Still, facing the moment, he was terrified.
They wound up sitting on the floor in the lobby, taking comfort in the silence of the group, listening to each other breathe. Professor Craft tried, haltingly, to comfort them, surveying her memory for ancient words on this most human of dilemmas. She spoke to them of Seneca’s Troades, of Lucan’s Vulteius, of the martyrdom of Cato and Socrates. She quoted to them Cicero, Horace, and Pliny the Elder. Death is nature’s greatest good. Death is a better state. Death frees the immortal soul. Death is transcendence. Death is an act of bravery, a glorious act of defiance.
Seneca the Younger, describing Cato: una manu latam libertati viam faciet.*
Virgil, describing Dido: Sic, sic iuvat ire sub umbras.*
None of it really sank in; none of it moved them, for theorizing about death never could.

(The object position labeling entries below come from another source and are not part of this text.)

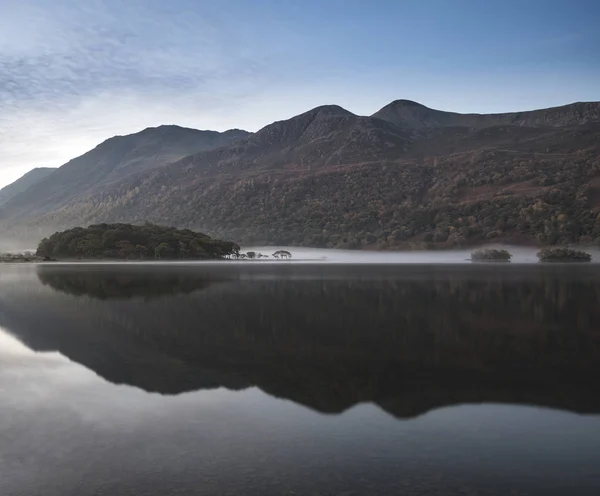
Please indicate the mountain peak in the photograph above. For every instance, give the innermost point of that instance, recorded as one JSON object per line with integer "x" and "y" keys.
{"x": 330, "y": 110}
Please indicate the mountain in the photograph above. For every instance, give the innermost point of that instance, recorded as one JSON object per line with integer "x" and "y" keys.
{"x": 34, "y": 176}
{"x": 406, "y": 177}
{"x": 111, "y": 162}
{"x": 410, "y": 114}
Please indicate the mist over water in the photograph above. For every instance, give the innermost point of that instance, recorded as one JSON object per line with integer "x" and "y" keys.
{"x": 520, "y": 254}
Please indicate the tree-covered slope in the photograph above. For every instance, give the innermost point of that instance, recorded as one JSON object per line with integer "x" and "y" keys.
{"x": 331, "y": 178}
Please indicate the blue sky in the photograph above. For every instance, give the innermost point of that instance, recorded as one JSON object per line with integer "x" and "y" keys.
{"x": 73, "y": 73}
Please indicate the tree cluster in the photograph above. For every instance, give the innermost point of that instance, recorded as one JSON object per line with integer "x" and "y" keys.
{"x": 129, "y": 242}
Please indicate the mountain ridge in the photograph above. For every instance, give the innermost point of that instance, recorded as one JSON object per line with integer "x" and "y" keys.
{"x": 416, "y": 177}
{"x": 24, "y": 182}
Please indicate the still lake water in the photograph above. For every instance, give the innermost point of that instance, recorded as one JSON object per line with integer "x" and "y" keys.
{"x": 300, "y": 379}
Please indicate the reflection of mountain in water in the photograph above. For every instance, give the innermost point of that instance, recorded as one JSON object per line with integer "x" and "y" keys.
{"x": 407, "y": 339}
{"x": 123, "y": 282}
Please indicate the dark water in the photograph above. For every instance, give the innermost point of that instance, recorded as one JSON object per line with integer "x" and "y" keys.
{"x": 300, "y": 380}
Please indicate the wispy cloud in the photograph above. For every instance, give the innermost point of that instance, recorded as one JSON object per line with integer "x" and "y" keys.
{"x": 73, "y": 73}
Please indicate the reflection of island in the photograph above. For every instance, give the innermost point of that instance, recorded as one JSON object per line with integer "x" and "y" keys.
{"x": 329, "y": 338}
{"x": 115, "y": 282}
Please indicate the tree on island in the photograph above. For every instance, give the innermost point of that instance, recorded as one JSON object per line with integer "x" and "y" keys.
{"x": 129, "y": 242}
{"x": 491, "y": 255}
{"x": 563, "y": 255}
{"x": 282, "y": 254}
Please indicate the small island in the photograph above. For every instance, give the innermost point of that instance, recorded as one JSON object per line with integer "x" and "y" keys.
{"x": 130, "y": 242}
{"x": 490, "y": 255}
{"x": 26, "y": 257}
{"x": 563, "y": 255}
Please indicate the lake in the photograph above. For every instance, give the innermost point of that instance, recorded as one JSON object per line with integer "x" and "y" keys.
{"x": 300, "y": 379}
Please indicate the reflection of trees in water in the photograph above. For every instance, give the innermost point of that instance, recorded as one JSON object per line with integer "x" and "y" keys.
{"x": 407, "y": 344}
{"x": 106, "y": 284}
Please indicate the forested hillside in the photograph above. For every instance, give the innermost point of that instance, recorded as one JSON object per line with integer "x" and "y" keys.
{"x": 408, "y": 176}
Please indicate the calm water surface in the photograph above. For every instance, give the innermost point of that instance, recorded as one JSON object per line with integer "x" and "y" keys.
{"x": 300, "y": 379}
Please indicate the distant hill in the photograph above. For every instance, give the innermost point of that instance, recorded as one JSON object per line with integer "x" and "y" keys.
{"x": 410, "y": 114}
{"x": 24, "y": 183}
{"x": 405, "y": 177}
{"x": 111, "y": 162}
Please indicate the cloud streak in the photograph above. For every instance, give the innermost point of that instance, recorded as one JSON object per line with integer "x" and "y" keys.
{"x": 74, "y": 73}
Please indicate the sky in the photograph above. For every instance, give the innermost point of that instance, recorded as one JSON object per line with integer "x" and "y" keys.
{"x": 74, "y": 73}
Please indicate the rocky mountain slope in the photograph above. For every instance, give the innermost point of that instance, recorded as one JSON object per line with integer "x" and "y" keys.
{"x": 111, "y": 162}
{"x": 24, "y": 183}
{"x": 408, "y": 176}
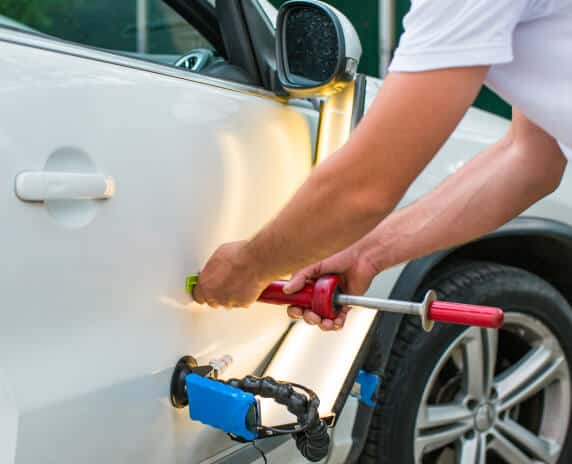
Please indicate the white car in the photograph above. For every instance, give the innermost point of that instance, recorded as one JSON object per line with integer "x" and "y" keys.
{"x": 121, "y": 174}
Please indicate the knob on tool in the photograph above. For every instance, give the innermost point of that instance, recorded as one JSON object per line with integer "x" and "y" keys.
{"x": 324, "y": 298}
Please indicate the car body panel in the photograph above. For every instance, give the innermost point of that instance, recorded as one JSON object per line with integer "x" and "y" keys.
{"x": 94, "y": 310}
{"x": 94, "y": 313}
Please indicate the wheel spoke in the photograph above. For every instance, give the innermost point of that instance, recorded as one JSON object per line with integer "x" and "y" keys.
{"x": 509, "y": 452}
{"x": 472, "y": 450}
{"x": 491, "y": 338}
{"x": 445, "y": 414}
{"x": 534, "y": 445}
{"x": 437, "y": 438}
{"x": 475, "y": 353}
{"x": 526, "y": 378}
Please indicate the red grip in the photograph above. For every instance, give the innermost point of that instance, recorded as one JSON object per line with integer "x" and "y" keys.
{"x": 274, "y": 294}
{"x": 317, "y": 296}
{"x": 457, "y": 313}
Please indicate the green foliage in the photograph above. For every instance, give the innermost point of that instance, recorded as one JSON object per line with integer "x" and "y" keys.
{"x": 38, "y": 14}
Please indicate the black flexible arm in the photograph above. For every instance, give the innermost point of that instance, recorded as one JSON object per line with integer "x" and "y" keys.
{"x": 311, "y": 437}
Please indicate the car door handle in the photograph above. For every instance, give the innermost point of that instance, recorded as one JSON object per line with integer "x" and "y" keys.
{"x": 47, "y": 185}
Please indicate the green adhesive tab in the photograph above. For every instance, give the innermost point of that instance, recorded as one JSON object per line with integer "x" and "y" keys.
{"x": 192, "y": 282}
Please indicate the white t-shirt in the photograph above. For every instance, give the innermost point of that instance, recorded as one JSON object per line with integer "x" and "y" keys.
{"x": 528, "y": 44}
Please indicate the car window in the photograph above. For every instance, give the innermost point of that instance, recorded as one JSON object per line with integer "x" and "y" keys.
{"x": 149, "y": 29}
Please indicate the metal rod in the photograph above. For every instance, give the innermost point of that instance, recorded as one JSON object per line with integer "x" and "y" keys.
{"x": 391, "y": 306}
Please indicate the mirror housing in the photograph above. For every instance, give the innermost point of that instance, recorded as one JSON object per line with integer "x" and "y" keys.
{"x": 317, "y": 49}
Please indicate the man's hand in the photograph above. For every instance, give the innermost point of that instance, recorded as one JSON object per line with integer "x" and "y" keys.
{"x": 356, "y": 274}
{"x": 230, "y": 278}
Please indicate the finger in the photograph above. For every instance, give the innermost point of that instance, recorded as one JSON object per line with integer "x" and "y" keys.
{"x": 296, "y": 283}
{"x": 295, "y": 313}
{"x": 197, "y": 295}
{"x": 327, "y": 325}
{"x": 339, "y": 321}
{"x": 312, "y": 318}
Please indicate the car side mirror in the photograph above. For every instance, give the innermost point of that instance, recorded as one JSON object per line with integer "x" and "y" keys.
{"x": 317, "y": 49}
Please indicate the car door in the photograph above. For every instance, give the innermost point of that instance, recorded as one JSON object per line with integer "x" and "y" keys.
{"x": 94, "y": 314}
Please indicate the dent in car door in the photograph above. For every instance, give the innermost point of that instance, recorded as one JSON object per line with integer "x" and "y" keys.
{"x": 94, "y": 313}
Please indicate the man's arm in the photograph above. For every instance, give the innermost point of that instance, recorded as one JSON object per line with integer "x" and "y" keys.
{"x": 525, "y": 166}
{"x": 521, "y": 169}
{"x": 349, "y": 193}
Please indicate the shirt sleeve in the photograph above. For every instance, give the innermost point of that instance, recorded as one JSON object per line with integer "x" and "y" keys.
{"x": 455, "y": 33}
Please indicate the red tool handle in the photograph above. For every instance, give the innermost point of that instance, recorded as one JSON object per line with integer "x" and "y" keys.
{"x": 457, "y": 313}
{"x": 317, "y": 296}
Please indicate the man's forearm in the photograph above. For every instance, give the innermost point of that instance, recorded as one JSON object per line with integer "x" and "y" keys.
{"x": 354, "y": 189}
{"x": 489, "y": 191}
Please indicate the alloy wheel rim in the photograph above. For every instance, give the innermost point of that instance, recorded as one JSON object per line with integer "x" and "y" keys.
{"x": 493, "y": 410}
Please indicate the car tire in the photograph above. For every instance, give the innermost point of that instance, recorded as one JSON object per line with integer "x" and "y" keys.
{"x": 427, "y": 373}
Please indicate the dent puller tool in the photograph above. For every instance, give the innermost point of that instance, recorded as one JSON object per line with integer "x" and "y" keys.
{"x": 324, "y": 298}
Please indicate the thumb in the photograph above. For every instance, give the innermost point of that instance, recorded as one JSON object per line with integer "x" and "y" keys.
{"x": 299, "y": 279}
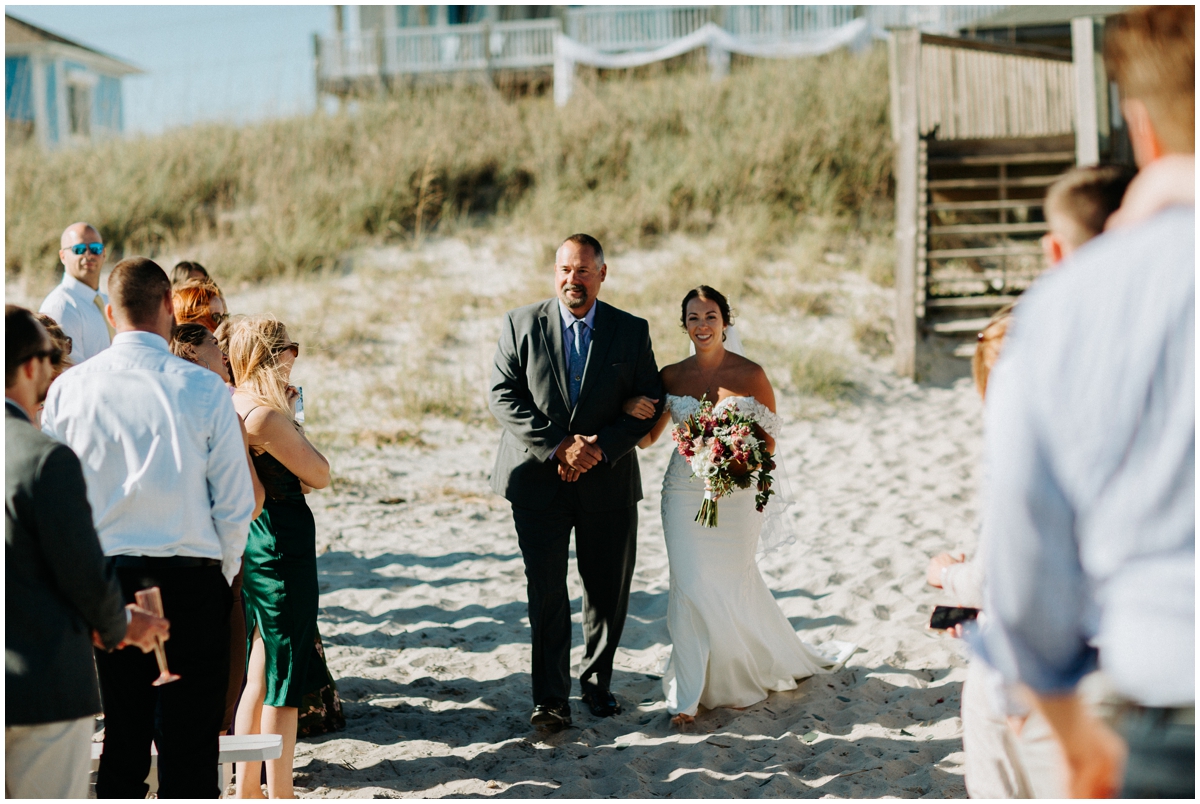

Words and thoughts always ran up against the immovable limit of the imminent, permanent ending. Still, her voice, steady and unflinching, was a comfort; they let it wash over their ears, lulling them in these final hours.
Juliana glanced out of the window. ‘They’re moving across the green.’
‘It’s not dawn,’ said Robin.
‘They’re moving,’ she said simply.
‘Well then,’ said Professor Craft, ‘We’d better get on with it.’